Arnaud Montebourg : "La France est une Cocotte-Minute 
LE MONDE

 

Comment jugez-vous la fin de la présidence française de l'Union européenne ?

Il y a une avancée sur les questions climatiques, mais il faut maintenant passer aux travaux pratiques. Sinon, les Européens risquent de ne pas être à la hauteur de ce qui se prépare du côté des Etats-Unis d'Amérique, sous l'impulsion de Barack Obama. Pour le reste, le bilan est maigre.

 


Et le plan de relance européen ?

Où le voyez-vous ? L'Europe reste incapable de coordonner ses politiques économiques, alors que partout déferlent les plans sociaux. Et la France n'est même pas capable d'appliquer les préconisations de la Commission européenne. Son plan de relance est fictif. Sur les 26 milliards d'euros annoncés, 11 milliards sont des dettes que l'Etat doit aux entreprises, 10 milliards sont des crédits déjà annoncés. Reste à peine 5 milliards de crédits nouveaux, mais qui ne concernent nullement le pouvoir d'achat. C'est le talon d'Achille de Nicolas Sarkozy. Il s'est présenté comme le candidat du pouvoir d'achat, et il ne tient pas ses promesses.

 

 

Vous reprochez à Nicolas Sarkozy d'en faire trop pour les entreprises ?

Nous lui reprochons de ne rien faire pour les ménages, qui sont aujourd'hui totalement abandonnés.

 

 

La crise semble lui profiter. Pourquoi le PS a-t-il autant de mal à le combattre ?

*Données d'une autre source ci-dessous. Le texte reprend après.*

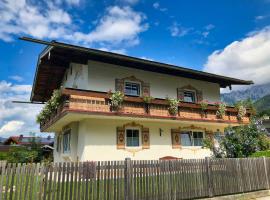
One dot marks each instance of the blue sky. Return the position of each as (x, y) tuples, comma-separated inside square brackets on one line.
[(226, 37)]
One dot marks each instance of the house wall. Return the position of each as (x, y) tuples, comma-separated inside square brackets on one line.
[(101, 77), (97, 141), (72, 155)]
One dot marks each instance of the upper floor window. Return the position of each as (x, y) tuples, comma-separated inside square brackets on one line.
[(132, 89), (66, 141), (133, 137), (192, 138), (189, 96)]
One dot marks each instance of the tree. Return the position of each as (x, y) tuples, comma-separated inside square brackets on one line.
[(241, 141)]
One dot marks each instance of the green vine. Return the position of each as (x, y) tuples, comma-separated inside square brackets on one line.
[(173, 105), (221, 109), (148, 99), (50, 106)]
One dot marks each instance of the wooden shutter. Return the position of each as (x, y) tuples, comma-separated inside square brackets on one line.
[(210, 135), (119, 85), (120, 137), (145, 138), (180, 94), (146, 89), (175, 133), (199, 95)]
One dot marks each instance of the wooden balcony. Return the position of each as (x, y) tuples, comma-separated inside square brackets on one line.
[(98, 103)]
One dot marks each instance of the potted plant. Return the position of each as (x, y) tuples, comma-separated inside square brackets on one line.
[(173, 105), (204, 106), (50, 107), (147, 100), (221, 111), (241, 109), (116, 100)]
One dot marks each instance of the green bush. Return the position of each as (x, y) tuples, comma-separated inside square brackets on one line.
[(261, 154)]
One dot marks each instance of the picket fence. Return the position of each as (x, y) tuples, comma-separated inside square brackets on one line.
[(133, 179)]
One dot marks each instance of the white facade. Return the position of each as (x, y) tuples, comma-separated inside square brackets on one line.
[(95, 139), (101, 77)]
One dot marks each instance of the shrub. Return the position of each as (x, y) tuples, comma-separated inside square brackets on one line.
[(261, 154), (221, 109), (148, 99), (173, 105), (50, 106), (204, 105)]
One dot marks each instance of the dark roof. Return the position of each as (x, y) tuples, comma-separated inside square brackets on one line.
[(57, 56), (22, 140)]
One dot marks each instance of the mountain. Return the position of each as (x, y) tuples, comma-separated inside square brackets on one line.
[(254, 93), (263, 104)]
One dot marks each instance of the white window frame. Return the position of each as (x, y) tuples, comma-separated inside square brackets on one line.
[(133, 128), (195, 95), (133, 82), (192, 137), (66, 151)]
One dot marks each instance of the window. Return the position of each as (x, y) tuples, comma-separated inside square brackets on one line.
[(133, 137), (132, 89), (189, 96), (191, 138), (66, 141)]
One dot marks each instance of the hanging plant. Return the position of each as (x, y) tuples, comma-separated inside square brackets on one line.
[(221, 110), (173, 105), (148, 99), (204, 106), (50, 107), (117, 99), (241, 108)]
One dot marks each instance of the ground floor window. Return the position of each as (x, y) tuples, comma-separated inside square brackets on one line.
[(132, 137), (192, 138), (66, 141)]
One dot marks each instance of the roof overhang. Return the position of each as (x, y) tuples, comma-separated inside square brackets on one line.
[(56, 58)]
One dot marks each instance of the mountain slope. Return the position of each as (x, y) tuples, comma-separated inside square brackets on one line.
[(254, 93), (263, 103)]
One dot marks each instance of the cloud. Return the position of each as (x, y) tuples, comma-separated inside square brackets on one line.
[(179, 31), (119, 25), (157, 6), (11, 127), (247, 59), (16, 78), (12, 113)]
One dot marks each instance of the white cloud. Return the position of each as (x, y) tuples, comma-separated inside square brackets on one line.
[(16, 78), (157, 6), (48, 20), (118, 25), (178, 31), (209, 27), (10, 112), (247, 59), (11, 127)]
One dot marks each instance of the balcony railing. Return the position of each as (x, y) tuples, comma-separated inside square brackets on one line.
[(98, 103)]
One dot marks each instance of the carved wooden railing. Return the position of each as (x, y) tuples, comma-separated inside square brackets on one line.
[(98, 103)]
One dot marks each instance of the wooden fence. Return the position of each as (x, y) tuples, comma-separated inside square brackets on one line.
[(132, 180)]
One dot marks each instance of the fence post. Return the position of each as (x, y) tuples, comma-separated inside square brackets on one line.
[(266, 172), (209, 177), (127, 182)]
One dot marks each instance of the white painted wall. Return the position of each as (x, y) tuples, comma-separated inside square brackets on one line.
[(101, 77), (97, 141), (72, 155)]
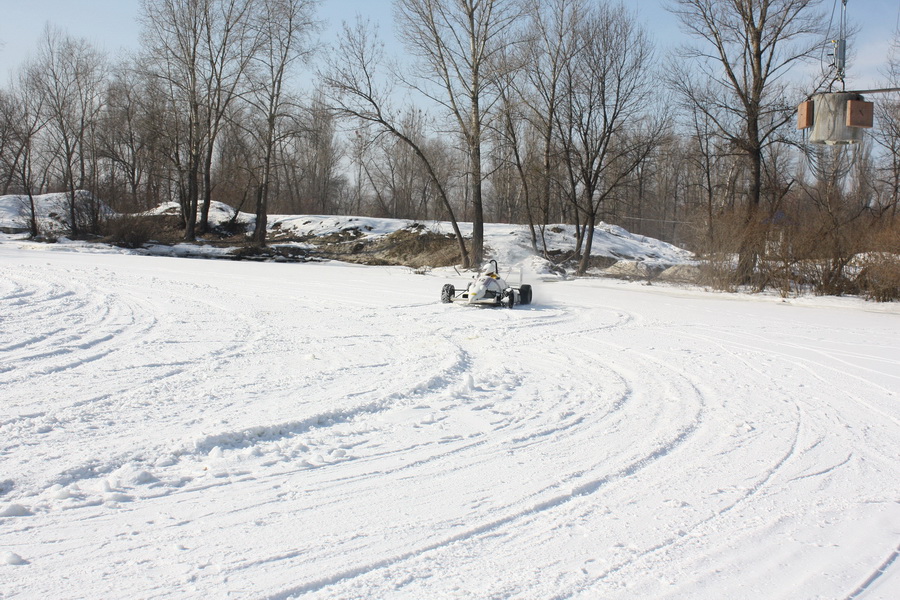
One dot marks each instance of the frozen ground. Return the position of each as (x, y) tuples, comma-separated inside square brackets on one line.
[(176, 428)]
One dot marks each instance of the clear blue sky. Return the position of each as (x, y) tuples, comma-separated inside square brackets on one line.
[(111, 25)]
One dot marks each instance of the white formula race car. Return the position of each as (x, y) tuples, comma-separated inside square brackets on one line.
[(488, 289)]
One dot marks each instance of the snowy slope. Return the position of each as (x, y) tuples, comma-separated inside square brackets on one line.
[(508, 243), (178, 428)]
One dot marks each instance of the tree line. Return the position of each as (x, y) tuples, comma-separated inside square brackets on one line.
[(529, 111)]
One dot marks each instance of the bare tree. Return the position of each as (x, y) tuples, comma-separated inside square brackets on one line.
[(746, 47), (604, 113), (459, 44), (69, 74), (200, 49), (553, 43), (25, 109), (283, 28), (358, 91)]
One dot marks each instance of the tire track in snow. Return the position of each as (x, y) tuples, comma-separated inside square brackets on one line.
[(578, 488)]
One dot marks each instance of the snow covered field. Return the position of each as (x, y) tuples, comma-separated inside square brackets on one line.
[(176, 428)]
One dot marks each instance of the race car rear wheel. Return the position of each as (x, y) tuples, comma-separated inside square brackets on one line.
[(525, 294), (447, 293)]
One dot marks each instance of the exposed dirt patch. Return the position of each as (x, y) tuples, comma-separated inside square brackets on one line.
[(414, 247)]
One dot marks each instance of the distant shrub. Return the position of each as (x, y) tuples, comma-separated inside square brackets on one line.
[(131, 231)]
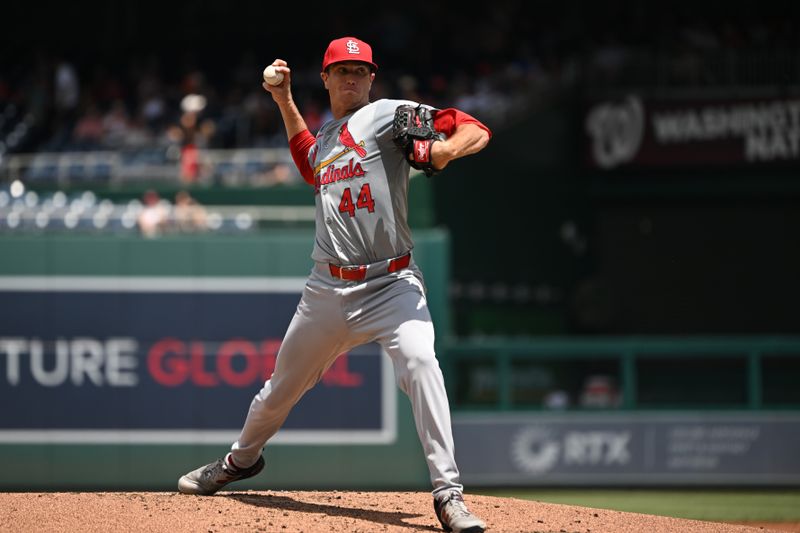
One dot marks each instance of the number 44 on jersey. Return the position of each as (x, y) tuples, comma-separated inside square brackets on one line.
[(364, 201)]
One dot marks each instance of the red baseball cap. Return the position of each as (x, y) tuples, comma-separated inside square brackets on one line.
[(348, 49)]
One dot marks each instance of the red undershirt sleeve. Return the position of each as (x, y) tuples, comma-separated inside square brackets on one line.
[(299, 145), (449, 119)]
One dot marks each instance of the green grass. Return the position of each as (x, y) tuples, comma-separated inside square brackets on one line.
[(717, 505)]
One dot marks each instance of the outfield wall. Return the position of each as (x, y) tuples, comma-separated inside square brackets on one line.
[(126, 362)]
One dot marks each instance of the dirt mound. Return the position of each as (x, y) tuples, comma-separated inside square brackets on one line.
[(309, 512)]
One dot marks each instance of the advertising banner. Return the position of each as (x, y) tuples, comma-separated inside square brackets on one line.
[(641, 449), (169, 360), (633, 132)]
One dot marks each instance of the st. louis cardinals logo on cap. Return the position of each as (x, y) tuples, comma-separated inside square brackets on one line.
[(348, 49)]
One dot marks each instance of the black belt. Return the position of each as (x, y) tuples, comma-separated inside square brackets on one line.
[(359, 272)]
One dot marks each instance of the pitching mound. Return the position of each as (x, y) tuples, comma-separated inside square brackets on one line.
[(309, 512)]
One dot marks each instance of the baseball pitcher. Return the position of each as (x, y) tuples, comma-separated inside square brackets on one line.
[(365, 285)]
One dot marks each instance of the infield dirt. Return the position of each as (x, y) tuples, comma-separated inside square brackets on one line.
[(311, 512)]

Le président de la République a une aptitude extraordinaire au boniment. Depuis dix-huit mois, nous faisons des propositions, nous les défendons avec constance. Mais les temps de parole sont très déséquilibrés. Mais les temps de parole sont très déséquilibrés. Savez-vous que sur les grandes chaînes privées comme TF1 et M6 le président de la République a vu son temps de parole augmenter de 250 % ?(BOYCOTT TF1!!!)

 
Tout le système médiatique est en train de dériver dans une sorte de prise de contrôle par le pouvoir. On le voit bien avec la réforme de l'audiovisuel public : il est en train de se construire une machine propagandiste qui prépare la réélection de Sarkozy en 2012.

 

 

Si la situation est aussi grave que vous le dites, pourquoi les Français réagissent-ils aussi mollement ?

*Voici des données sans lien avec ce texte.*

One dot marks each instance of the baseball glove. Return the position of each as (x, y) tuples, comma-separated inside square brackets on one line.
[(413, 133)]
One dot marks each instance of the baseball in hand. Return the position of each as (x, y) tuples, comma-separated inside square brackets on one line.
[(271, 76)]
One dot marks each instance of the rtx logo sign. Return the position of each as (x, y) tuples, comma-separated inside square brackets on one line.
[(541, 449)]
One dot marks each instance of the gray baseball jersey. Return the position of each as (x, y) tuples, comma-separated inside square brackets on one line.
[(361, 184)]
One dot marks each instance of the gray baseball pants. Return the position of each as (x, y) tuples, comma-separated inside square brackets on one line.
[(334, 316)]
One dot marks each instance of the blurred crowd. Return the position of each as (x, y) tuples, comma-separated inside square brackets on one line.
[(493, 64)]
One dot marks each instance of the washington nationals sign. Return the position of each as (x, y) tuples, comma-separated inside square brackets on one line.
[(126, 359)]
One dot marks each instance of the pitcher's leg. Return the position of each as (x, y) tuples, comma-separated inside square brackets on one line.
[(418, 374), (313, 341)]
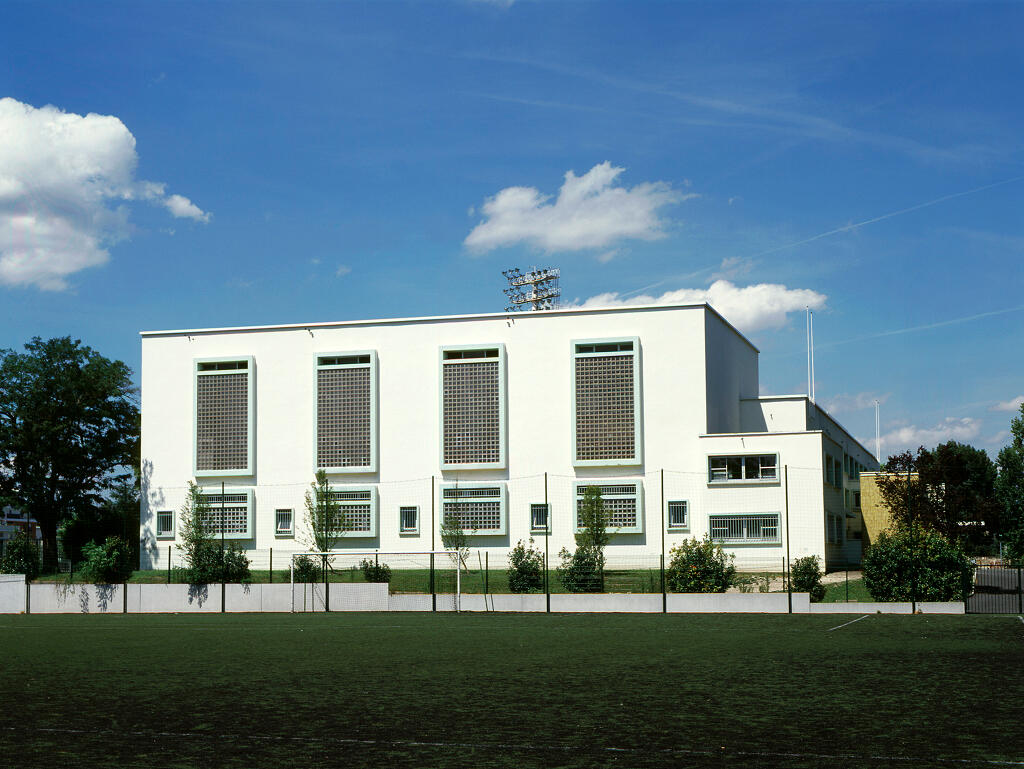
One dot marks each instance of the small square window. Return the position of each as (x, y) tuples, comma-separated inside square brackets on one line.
[(678, 515), (165, 524), (409, 520), (539, 517), (284, 525)]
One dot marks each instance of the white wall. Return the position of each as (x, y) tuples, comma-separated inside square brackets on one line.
[(681, 395)]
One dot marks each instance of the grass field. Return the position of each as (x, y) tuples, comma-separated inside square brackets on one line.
[(500, 690)]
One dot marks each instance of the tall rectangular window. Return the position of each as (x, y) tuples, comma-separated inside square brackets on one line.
[(346, 412), (223, 417), (473, 430), (606, 397)]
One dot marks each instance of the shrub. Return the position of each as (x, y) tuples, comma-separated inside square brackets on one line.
[(109, 563), (306, 569), (923, 564), (583, 570), (805, 577), (20, 557), (699, 566), (525, 568), (373, 571)]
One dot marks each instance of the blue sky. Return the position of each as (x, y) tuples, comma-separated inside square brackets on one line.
[(181, 165)]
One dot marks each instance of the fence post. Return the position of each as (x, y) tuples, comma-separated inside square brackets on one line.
[(665, 595)]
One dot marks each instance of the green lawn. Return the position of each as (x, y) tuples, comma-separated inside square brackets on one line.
[(501, 690)]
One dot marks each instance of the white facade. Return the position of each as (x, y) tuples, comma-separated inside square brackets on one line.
[(692, 413)]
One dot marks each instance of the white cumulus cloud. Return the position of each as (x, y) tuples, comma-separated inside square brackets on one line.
[(65, 180), (853, 401), (1013, 404), (764, 305), (909, 436), (590, 212)]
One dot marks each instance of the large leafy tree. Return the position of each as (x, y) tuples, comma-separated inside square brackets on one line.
[(69, 431), (951, 490), (1010, 489)]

Les Français sont d'abord préoccupés d'eux-mêmes. Ils doivent boucler les fins de mois, arriver à survivre dans la période actuelle. Alors, les libertés, ça passe après. Mais le sarkozysme est un système qui ne réussit pas sur le plan économique et social. La France est une Cocotte-Minute, avec des tensions sociales extrêmement vives. Sur le terrain, nous assistons à une déferlante de plans sociaux. Le pays est au bord de l'explosion, ce qui doit nous encourager à construire l'alternative en urgence.

 

 

Vous étiez l'un des plus fidèles soutiens de Ségolène Royal en 2007, et vous voilà aux côtés de Martine Aubry. Pourquoi cette mue spectaculaire ?

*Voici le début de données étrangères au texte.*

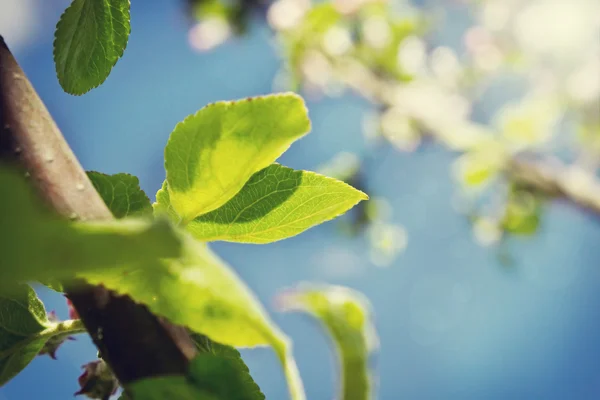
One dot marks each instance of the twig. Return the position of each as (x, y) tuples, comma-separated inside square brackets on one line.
[(558, 180), (135, 343)]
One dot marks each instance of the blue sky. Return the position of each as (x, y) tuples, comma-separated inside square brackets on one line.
[(453, 323)]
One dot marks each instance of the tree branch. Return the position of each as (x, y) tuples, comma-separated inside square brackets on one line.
[(134, 342), (555, 179)]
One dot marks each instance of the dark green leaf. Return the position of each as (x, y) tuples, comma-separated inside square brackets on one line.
[(168, 387), (211, 155), (200, 291), (90, 38), (38, 245), (22, 316), (122, 194)]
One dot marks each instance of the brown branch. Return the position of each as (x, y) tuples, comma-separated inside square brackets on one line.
[(134, 342), (557, 180)]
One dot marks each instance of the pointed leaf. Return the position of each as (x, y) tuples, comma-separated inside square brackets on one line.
[(122, 194), (90, 38), (213, 153), (276, 203), (40, 246), (201, 292), (345, 314)]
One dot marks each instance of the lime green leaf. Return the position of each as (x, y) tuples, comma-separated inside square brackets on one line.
[(522, 215), (237, 371), (213, 153), (122, 194), (25, 329), (53, 284), (163, 206), (90, 38), (40, 246), (201, 292), (346, 316), (276, 203), (167, 387)]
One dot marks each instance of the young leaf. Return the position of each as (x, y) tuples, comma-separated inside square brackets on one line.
[(211, 154), (201, 292), (90, 38), (167, 387), (24, 330), (275, 204), (345, 314), (40, 246), (237, 370), (122, 194)]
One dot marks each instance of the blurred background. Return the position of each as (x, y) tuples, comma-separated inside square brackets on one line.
[(484, 285)]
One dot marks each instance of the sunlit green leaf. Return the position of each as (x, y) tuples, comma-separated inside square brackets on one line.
[(201, 292), (346, 316), (24, 330), (522, 214), (40, 246), (90, 38), (213, 153), (211, 376), (122, 194), (163, 206), (276, 203), (167, 387)]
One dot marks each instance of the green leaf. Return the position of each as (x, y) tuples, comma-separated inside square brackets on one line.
[(54, 284), (163, 206), (523, 212), (122, 194), (237, 370), (213, 153), (276, 203), (211, 376), (24, 330), (90, 38), (200, 291), (167, 387), (346, 316), (39, 246)]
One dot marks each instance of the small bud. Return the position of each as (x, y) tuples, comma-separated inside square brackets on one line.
[(97, 381), (72, 312), (53, 343)]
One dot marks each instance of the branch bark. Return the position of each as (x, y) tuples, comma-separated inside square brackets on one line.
[(555, 179), (133, 341)]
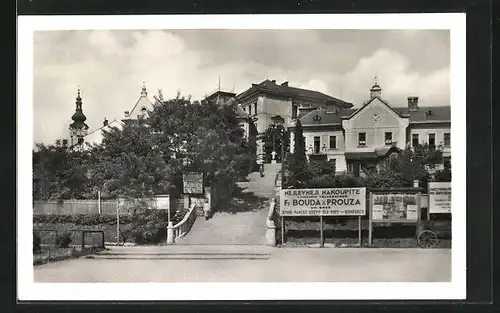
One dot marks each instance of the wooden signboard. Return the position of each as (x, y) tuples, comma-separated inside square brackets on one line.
[(193, 183)]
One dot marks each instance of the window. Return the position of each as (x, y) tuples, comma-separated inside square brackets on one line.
[(447, 139), (350, 168), (432, 140), (414, 140), (317, 144), (388, 138), (334, 164), (333, 142), (362, 139), (447, 163)]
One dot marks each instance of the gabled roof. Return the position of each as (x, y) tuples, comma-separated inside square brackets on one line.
[(240, 113), (324, 117), (95, 136), (400, 114), (271, 87), (142, 102), (224, 94)]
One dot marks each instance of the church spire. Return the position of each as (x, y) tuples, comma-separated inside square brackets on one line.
[(375, 91), (78, 117)]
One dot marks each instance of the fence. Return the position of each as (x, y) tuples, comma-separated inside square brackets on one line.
[(95, 206)]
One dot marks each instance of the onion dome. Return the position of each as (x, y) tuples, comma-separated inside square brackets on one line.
[(78, 117)]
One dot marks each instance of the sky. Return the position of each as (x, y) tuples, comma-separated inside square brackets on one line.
[(111, 66)]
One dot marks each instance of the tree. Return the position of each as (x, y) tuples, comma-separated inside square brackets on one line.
[(129, 164), (58, 172), (273, 138), (401, 170), (298, 173)]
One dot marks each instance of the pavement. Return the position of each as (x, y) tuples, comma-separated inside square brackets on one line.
[(251, 264)]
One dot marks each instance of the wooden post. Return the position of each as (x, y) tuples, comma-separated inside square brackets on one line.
[(282, 230), (370, 230), (117, 225), (99, 201), (83, 239), (359, 230), (322, 242)]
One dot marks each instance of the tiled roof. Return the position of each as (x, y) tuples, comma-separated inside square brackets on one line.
[(378, 153), (370, 101), (324, 117), (438, 114), (271, 87), (240, 113)]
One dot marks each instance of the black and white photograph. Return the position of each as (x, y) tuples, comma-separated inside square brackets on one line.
[(249, 154)]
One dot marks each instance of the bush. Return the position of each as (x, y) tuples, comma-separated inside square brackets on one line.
[(63, 240), (37, 243), (81, 219), (149, 226)]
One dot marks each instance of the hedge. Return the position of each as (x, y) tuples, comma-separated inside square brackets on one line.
[(81, 219)]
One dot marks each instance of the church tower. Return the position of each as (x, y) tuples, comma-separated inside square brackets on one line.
[(78, 129), (375, 91)]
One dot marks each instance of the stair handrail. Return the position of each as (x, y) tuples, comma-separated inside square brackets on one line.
[(184, 226)]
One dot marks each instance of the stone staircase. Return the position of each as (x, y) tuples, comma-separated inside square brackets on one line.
[(238, 228), (185, 252)]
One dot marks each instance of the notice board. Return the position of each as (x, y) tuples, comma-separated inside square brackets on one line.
[(192, 183), (439, 197), (323, 202)]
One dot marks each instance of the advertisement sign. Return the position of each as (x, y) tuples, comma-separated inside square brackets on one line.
[(323, 202), (439, 197), (395, 207), (193, 183)]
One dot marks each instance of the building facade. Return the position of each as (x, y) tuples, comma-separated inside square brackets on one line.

Je n'ai pas muté. Ma ligne de conviction a toujours été la même : je refuse la présidentialisation du parti. Je reproche à Ségolène Royal d'avoir confondu 2008 et 2012. En 2008, nous avons besoin de reconstruire un parti, nous n'avons pas besoin de désigner un candidat.

 

 

Comment allez-vous conduire la rénovation, alors que le PS reste profondément divisé ?

Certains sujets nous rapprochent. La question des primaires, par exemple. Martine Aubry y est assez favorable. Ségolène Royal aussi.

 

 

Pourquoi refusez-vous obstinément l'alliance avec le MoDem ?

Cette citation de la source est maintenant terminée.